There was no immediate claim of responsibility.

Molenbeek, a poor borough with a big Moroccan Muslim population, gained notoriety after an Islamic State cell based there mounted suicide attacks on Paris in November 2015 that killed 130 people.

Associates of that group attacked Brussels itself four months later, killing 34 people.

How the attack unfolded

Counter-terrorism prosecutor Eric Van Der Sypt said the man, who a security source named as Oussama Zariouh and was identified officially as OZ, was a 36-year-old Moroccan citizen.

The prosecutor's office said the man entered the Brussels Central Station at 8:39pm local time on Tuesday and joined a group of passengers in the underground part of the station.

At 8:44pm he grabbed his suitcase and, shouting, set off a partial explosion which hurt no one but caused the suitcase to catch fire.

Recent terror attacks in Europe:

The man then left the burning suitcase and went down to the platform "in pursuit of the station master". While he was away, his suitcase, containing nails and gas bottles, exploded for the second time, this time more violently, but still not fully.

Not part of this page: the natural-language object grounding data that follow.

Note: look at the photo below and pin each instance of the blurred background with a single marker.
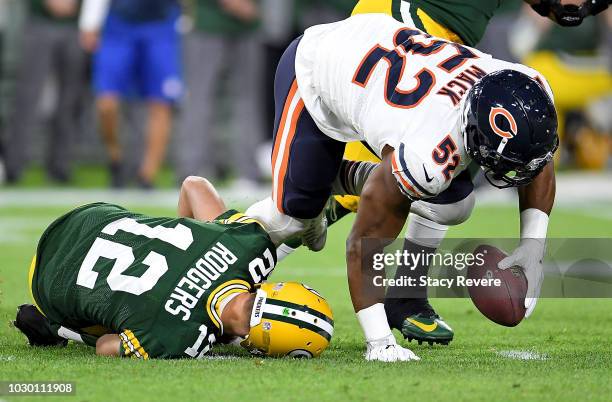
(87, 110)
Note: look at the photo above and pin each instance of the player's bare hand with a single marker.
(528, 255)
(245, 10)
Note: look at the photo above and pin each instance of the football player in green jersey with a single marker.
(148, 287)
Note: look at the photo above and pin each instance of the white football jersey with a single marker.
(371, 78)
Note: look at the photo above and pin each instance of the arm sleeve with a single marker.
(93, 14)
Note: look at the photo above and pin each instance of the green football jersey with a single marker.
(160, 283)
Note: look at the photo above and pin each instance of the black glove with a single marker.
(570, 15)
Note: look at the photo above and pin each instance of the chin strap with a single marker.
(570, 15)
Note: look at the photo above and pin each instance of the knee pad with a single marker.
(279, 226)
(445, 214)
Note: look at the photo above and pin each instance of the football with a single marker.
(498, 294)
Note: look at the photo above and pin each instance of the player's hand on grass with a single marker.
(387, 350)
(528, 256)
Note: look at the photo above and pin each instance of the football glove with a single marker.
(528, 256)
(387, 350)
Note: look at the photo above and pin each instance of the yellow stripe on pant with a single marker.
(356, 151)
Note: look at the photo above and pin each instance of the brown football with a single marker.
(503, 304)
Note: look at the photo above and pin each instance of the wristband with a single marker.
(534, 224)
(373, 321)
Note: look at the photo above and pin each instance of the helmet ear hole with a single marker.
(296, 321)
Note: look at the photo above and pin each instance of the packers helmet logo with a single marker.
(500, 111)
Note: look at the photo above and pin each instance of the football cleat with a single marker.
(289, 319)
(35, 326)
(427, 327)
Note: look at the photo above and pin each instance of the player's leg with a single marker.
(160, 65)
(195, 137)
(305, 163)
(245, 66)
(113, 66)
(36, 57)
(408, 310)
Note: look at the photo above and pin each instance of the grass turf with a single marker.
(573, 337)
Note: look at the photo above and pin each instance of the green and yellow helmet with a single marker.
(289, 319)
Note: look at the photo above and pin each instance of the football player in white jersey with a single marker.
(428, 108)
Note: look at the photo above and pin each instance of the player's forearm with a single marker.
(540, 193)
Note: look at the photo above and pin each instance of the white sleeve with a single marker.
(413, 174)
(93, 14)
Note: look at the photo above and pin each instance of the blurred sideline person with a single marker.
(223, 55)
(49, 46)
(137, 55)
(577, 64)
(152, 287)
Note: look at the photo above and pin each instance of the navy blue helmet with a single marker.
(510, 127)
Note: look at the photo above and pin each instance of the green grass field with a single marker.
(571, 337)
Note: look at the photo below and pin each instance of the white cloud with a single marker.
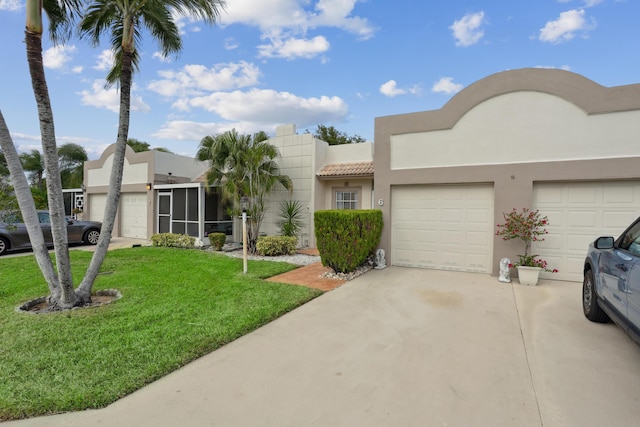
(160, 57)
(268, 107)
(294, 48)
(564, 28)
(197, 79)
(391, 89)
(446, 85)
(183, 130)
(57, 57)
(230, 43)
(11, 5)
(105, 60)
(291, 15)
(101, 97)
(467, 31)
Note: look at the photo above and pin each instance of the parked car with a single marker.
(611, 287)
(14, 236)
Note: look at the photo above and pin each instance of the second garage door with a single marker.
(133, 217)
(447, 227)
(579, 213)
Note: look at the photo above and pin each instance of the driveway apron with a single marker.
(403, 347)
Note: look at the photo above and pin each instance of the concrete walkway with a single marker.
(403, 347)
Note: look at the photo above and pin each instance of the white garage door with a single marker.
(133, 215)
(578, 214)
(97, 203)
(446, 227)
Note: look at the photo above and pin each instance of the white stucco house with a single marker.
(163, 192)
(539, 138)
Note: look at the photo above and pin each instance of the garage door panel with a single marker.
(579, 213)
(97, 204)
(454, 231)
(477, 238)
(133, 218)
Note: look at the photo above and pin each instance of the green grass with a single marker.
(177, 305)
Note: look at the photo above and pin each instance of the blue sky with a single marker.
(335, 62)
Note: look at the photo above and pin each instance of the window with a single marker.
(346, 199)
(631, 240)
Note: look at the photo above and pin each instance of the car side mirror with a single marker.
(604, 242)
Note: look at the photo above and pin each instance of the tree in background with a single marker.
(72, 158)
(33, 165)
(125, 21)
(332, 136)
(8, 202)
(140, 146)
(243, 165)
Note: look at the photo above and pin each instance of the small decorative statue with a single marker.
(380, 262)
(505, 274)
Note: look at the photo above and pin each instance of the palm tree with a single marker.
(4, 169)
(62, 15)
(242, 165)
(72, 158)
(125, 21)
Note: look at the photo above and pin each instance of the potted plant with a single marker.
(528, 226)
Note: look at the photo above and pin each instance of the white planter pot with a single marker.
(528, 275)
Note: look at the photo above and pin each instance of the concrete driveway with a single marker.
(114, 243)
(404, 347)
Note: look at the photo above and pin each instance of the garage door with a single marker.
(97, 203)
(446, 227)
(133, 216)
(579, 213)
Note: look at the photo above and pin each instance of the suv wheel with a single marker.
(590, 306)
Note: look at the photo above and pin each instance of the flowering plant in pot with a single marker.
(528, 226)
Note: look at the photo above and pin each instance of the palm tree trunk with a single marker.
(67, 297)
(28, 208)
(115, 182)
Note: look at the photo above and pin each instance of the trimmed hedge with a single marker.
(217, 240)
(276, 245)
(172, 240)
(345, 238)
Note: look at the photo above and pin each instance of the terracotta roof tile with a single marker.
(347, 169)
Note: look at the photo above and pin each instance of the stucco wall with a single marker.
(511, 130)
(298, 157)
(362, 152)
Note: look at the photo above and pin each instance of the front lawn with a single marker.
(177, 305)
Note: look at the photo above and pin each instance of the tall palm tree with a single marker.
(124, 21)
(242, 165)
(62, 15)
(4, 169)
(72, 158)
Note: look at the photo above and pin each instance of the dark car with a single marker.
(611, 287)
(14, 236)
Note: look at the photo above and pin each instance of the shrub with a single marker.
(345, 238)
(276, 245)
(290, 218)
(217, 240)
(172, 240)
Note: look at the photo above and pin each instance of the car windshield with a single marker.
(631, 240)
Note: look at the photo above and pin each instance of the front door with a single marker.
(164, 212)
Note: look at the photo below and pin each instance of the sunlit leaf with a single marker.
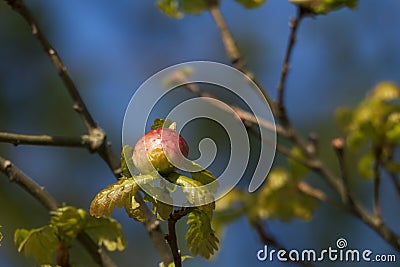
(251, 3)
(68, 221)
(200, 236)
(194, 7)
(170, 8)
(393, 128)
(126, 160)
(160, 209)
(107, 232)
(119, 194)
(195, 193)
(38, 243)
(204, 177)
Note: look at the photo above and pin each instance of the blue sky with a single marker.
(110, 48)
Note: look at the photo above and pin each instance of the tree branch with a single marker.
(233, 51)
(102, 147)
(39, 193)
(46, 140)
(173, 243)
(79, 106)
(294, 25)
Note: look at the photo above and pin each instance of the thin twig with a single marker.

The man then returned to the hall where he left the suitcase and rushed at a soldier patrolling the station, shouting "Allahu akbar". The soldier opened fire, hitting the man several times and killing him on the spot.

Bomb disposal experts checked the body and found he was not carrying more explosives.

Witness Nicolas Van Herrewegen, a rail worker, said: "He was talking about the jihadists and all that and then at some point he shouted: 'Allahu akbar' and blew up the little suitcase he had next to him. People just took off."

Remy Bonnaffe, a 23-year-old lawyer who was waiting for a train home, said: "I think we had some luck tonight."

Interest in selfies and Celine Dion

Molenbeek Mayor Francoise Schepmans told reporters Zariouh was on police files over a drug case last year and was divorced.

Bruno Struys, a Belgian author who writes on Islamist militants, said Zariouh had lived in Belgium since 2002, was married from 2004-2007 and moved to Molenbeek in 2013.

His Facebook page, which had not been updated in a year, showed a man in his 30s posing regularly for selfies, alone at the wheel of the same car.

It said he was self-employed, single, came from Nador on Morocco's Mediterranean coast and graduated from the nearby university at Oujda in 2002.

Posts on the page showed an interest in Islamic charity but no obvious support for militant organisations.

Along with Arab musicians, he posted a liking for Canadian pop diva Celine Dion.

Belgium vows: 'We will not be intimidated'

Prime Minister Charles Michel insisted that Belgium, which has been the most fertile European recruiting ground for IS in Syria and Iraq, would not bow to threats that have seen combat troops become a permanent fixture at public spaces in Brussels.

"We will not let ourselves be intimidated," Mr Michel said. "We will go on living our lives as normal."

The Belgian capital, home to the headquarters of NATO and the European Union, took a heavy hit to its tourist industry after last year's deadly attacks at Brussels airport and in the Brussels metro.

In Tuesday's incident, visitors and residents out enjoying a hot summer's evening on the ornate Renaissance town square, the Grand Place, close to Central Station, were cleared quickly away by police.

Smoke billowed through the 1930s station's marble halls, sending people fleeing, well aware of last year's attacks at Brussels airport and on the metro, as well as a string of Islamic State-inspired assaults, most recently in Britain.

"Such isolated acts will continue in Brussels, in Paris and elsewhere. It's inevitable," Brussels security consultant Claude Moniquet, a former French agent, told broadcaster RTL.

With Islamic State under pressure in Syria, attacks in Europe may increase, though many would be by "amateurs".